Several years ago Countryman realized that not only do people work Sunday mornings, they also may be turned off by a formal church setting. To lighten the atmosphere he created “Pizza Church” in Portage — an informal church service that takes place on Monday evenings with contemporary music and yes, pizza. He said the pizza delivery guy will often arrive right in the middle of a sermon.

Corbin also recognized that non-church-going people can be put off by the formality of stain-glassed windows and booming church organ music. Years ago he created “Cowboy Church,” a Monday service “with old-time gospel hymns that will get your toes a tappin.’”

In September, Kapp created a Wednesday evening “contemporary church service” for his congregation in Sauk City. At 5 p.m. every Wednesday the community is invited for a casual, free potluck dinner served in the church’s basement. A shorter 35-minute service is then conducted from the pulpit complete with pre-recorded acoustic guitar music, a church member playing along on bongo drums and Kapp delivering his sermon in a T-shirt and jeans.

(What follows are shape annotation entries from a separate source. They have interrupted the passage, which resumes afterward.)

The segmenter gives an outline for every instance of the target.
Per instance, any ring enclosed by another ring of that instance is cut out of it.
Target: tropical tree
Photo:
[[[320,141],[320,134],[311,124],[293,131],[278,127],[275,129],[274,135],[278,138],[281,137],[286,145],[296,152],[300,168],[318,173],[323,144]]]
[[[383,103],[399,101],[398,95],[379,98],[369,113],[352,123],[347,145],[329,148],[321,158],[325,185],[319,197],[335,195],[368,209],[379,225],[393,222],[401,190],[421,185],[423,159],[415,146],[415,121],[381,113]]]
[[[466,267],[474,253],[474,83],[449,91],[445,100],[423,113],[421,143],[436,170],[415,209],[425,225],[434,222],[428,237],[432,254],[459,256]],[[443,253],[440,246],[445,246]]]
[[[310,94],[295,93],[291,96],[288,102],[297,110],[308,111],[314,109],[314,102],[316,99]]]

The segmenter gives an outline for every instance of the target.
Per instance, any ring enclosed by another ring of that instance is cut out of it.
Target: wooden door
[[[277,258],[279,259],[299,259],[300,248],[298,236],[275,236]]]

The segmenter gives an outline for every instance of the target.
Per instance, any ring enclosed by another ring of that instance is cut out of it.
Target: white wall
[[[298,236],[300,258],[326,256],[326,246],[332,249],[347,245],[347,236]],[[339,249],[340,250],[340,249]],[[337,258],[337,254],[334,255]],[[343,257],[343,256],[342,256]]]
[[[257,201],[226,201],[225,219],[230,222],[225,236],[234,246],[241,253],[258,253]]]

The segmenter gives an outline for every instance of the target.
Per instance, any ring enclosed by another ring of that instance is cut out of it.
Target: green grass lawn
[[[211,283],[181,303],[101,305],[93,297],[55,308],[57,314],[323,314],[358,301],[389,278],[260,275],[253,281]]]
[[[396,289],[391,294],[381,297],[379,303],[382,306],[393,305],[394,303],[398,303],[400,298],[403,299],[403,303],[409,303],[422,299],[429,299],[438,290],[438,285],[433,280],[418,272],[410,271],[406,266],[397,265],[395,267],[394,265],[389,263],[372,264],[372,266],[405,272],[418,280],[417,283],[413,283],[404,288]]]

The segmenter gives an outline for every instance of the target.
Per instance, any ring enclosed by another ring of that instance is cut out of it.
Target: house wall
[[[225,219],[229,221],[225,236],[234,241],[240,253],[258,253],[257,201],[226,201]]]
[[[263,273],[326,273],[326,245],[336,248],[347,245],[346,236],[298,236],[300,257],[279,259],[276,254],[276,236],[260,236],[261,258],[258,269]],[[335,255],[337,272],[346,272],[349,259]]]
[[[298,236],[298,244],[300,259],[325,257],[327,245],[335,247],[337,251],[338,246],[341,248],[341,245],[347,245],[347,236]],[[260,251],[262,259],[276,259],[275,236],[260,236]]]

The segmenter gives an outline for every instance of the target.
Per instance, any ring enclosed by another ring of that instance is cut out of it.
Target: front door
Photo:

Cotter even headed a recent Sunday morning service on climate change, inviting speakers to guide church members on how anyone make a difference in keeping the planet clean.

The future

While American churches likely will always be steeped in traditions dating back centuries, it’s clear many are embracing a changing culture in the 21st century. Change can be difficult for storied institutions, but church leaders continue to offer a message of hope — not only for making our world a better place, but also in spreading the word that church doesn’t have to be an uncomfortable hour spent only at Christmas and Easter.

Whether it’s eating a sausage and pepperoni pizza while listening to the word of God or dancing in church aisles to bongo drums, churches appear to be spreading their wings and opening their minds.

Kapp said at his recent Wednesday evening contemporary service, “I am thankful that we have a God who will never forsake us. We have a God that wants us to live in peace, whether it’s men or women, black or white, Muslim or Christian.”